I spent some time this weekend working on porting feedparser to Python 3, and found that it will be difficult because there are two separate parsers included (a strict parser and a loose parser), and while each works differently, both use the same core machinery in feedparser.
With the strict parser, things are going fairly well. The "wellformed" test cases don't throw any errors, although some do fail. I have confidence most of those can be fixed fairly easily, but the "illformed" test cases present a more serious problem. What I found is that the SAX parser that the strict parser uses will pass Python 3
str objects to the core machinery. If there's a problem, however, and feedparser falls back on the loose parser -- which uses an SGML parser -- that core machinery will suddenly be dealing with Python 3's
bytes objects, and will seize up and throw errors every which way.
I'm still considering how I want to handle these problems. There's a one line change that will resolve 1800 "illformed" test case errors (although 700 tests start failing), but it doesn't resolve my central question: do I want to standardize the machinery on Python 3's
bytes objects? If I choose
str objects, that may prove to be a less invasive and time-consuming choice, but it may prove impossible to resolve some of the "illformed" errors and failures. If I choose
bytes objects, I may have to make significant changes to sgmllib.py (which would introduce a new library to port and maintain, since it's no longer available in Python 3) as well as feedparser itself. I could choose both, but I'd sure like to avoid a bunch of
if-else statements, which could introduce significant code duplication.

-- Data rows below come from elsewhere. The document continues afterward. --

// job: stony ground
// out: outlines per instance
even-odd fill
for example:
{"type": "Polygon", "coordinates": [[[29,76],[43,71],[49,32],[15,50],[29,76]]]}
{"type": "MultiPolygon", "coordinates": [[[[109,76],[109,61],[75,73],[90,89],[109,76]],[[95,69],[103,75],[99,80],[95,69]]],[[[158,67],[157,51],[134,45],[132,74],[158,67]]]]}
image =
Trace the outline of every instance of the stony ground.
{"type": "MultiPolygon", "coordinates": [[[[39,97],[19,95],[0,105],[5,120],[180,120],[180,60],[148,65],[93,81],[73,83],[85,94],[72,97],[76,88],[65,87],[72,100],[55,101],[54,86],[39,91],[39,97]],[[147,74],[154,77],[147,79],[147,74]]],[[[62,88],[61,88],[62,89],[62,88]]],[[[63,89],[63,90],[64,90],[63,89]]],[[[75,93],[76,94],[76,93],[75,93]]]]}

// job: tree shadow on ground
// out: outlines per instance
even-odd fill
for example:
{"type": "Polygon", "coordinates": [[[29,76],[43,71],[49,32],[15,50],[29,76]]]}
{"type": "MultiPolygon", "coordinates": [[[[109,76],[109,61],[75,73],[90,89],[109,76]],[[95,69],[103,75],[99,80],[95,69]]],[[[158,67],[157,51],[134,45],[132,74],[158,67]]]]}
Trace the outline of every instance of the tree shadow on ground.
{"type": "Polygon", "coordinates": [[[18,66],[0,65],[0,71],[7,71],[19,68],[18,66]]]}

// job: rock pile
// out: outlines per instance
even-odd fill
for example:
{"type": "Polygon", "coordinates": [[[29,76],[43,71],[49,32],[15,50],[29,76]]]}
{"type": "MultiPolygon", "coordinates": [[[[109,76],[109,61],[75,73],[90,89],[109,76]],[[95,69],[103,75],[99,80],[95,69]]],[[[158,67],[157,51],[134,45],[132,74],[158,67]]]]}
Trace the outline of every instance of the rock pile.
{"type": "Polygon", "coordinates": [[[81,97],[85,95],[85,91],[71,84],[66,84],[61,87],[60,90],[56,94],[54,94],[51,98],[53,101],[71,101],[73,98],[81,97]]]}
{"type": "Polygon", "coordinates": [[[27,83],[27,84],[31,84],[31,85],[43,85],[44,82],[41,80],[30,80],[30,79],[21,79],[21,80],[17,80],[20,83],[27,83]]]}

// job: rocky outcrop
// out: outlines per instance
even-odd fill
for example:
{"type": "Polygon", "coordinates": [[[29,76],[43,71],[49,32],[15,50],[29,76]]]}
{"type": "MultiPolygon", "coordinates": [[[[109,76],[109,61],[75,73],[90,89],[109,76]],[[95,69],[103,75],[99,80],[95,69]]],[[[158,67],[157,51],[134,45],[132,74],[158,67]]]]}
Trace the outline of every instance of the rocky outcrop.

Whatever ends up being the most effective choice, it's clear that I don't use git to its fullest potential. I downloaded the feedparser repository using git-svn and then created a git branch to track incremental changes. I'm aware that I've already pursued a few ideas that I first committed and later undid, but I'm not backtracking using git: I'm manually reverting the changes later on when the changes appear to be evolutionary dead ends.
On a positive note, every change I make is tested against Python 2.4 and up to ensure that I don't lose any existing functionality.
Oh, and I want to ask the feedparser community: why are some arguments to functions named so they conflict with Python's built-in namespace? I'm honestly boggled how one function works at all, with code that first uses
type as a variable name, and later uses it as a built-in for an equality test! (I'm looking at you,
_sanitizeHTML.) I assume it's a relic from the bad days when Python 2 didn't treat built-in objects as first-class citizens, but while I could be wrong, I'm definitely confused. Regardless, it's fixed in my branch.